This fell apart for one simple reason: long-range attacks. An attacker could start a chain from block 1, fill it up with only simple contracts that they can create specialized hardware for, and rapidly overtake the main chain. So... back to the drawing board.
The next algorithm was something called Random Circuit, described in this google doc here, proposed by myself and Vlad Zamfir, and analyzed by Matthew Wampler-Doty and others. The idea here was also to simulate general-purpose computation inside a mining algorithm, this time by executing randomly generated circuits.

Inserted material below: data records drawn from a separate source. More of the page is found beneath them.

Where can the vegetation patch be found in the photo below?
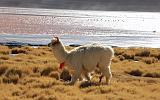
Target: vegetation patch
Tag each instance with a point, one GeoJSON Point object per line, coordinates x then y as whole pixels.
{"type": "Point", "coordinates": [136, 72]}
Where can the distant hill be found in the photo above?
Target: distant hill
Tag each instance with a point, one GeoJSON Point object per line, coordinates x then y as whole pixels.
{"type": "Point", "coordinates": [109, 5]}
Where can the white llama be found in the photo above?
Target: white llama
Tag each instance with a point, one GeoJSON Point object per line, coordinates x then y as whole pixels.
{"type": "Point", "coordinates": [84, 59]}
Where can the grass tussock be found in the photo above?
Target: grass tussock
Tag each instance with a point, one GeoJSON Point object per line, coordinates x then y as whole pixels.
{"type": "Point", "coordinates": [4, 50]}
{"type": "Point", "coordinates": [33, 74]}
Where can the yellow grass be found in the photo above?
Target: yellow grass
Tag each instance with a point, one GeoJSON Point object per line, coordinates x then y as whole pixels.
{"type": "Point", "coordinates": [33, 74]}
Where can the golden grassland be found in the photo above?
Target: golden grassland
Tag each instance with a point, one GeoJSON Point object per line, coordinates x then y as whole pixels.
{"type": "Point", "coordinates": [28, 73]}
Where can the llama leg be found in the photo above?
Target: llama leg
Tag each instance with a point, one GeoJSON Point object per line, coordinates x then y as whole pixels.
{"type": "Point", "coordinates": [86, 74]}
{"type": "Point", "coordinates": [107, 73]}
{"type": "Point", "coordinates": [75, 76]}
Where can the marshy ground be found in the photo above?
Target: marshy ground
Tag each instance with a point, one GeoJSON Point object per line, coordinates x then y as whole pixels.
{"type": "Point", "coordinates": [28, 73]}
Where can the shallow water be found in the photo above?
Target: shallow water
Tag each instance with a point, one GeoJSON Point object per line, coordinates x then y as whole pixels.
{"type": "Point", "coordinates": [37, 26]}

There's no hard proof that something based on these principles could not work, but the computer hardware experts that we reached out to in 2014 tended to be fairly pessimistic on it. Matthew Wampler-Doty himself suggested a proof of work based on SAT solving, but this too was ultimately rejected.
Finally, we came full circle with an algorithm called "Dagger Hashimoto". "Dashimoto", as it was sometimes called in short, borrowed many ideas from Hashimoto, a proof of work algorithm by Thaddeus Dryja that pioneered the notion of "I/O bound proof of work", where the dominant limiting factor in mining speed was not hashes per second, but rather megabytes per second of RAM access. However, it combined this with Dagger's notion of light-client-friendly DAG-generated datasets. After many rounds of tweaking by myself, Matthew, Tim and others, the ideas finally converged into the algorithm we now call Ethash.
By the summer of 2014, the protocol had considerably stabilized, with the major exception of the proof of work algorithm which would not reach the Ethash phase until around the beginning of 2015, and a semi-formal specification existed in the form of Gavin's yellow paper.
In August 2014, I developed and introduced the uncle mechanism, which allows Ethereum's blockchain to have a shorter block time and higher capacity while mitigating centralization risks. This was introduced as part of PoC6.
Discussions with the Bitshares team led us to consider adding heaps as a first-class data structure, though we ended up not doing this due to lack of time, and later security audits and DoS attacks will show that it is actually much harder than we had thought at the time to do this safely.
In September, Gavin and I planned out the next two major changes to the protocol design. First, alongside the state tree and transaction tree, every block would also contain a "receipt tree". The receipt tree would include hashes of the logs created by a transaction, along with intermediate state roots. Logs would allow transactions to create "outputs" that are saved in the blockchain, and are accessible to light clients, but that are not accessible to future state calculations. This could be used to allow decentralized applications to easily query for events, such as token transfers, purchases, exchange orders being created and filled, auctions being started, and so forth.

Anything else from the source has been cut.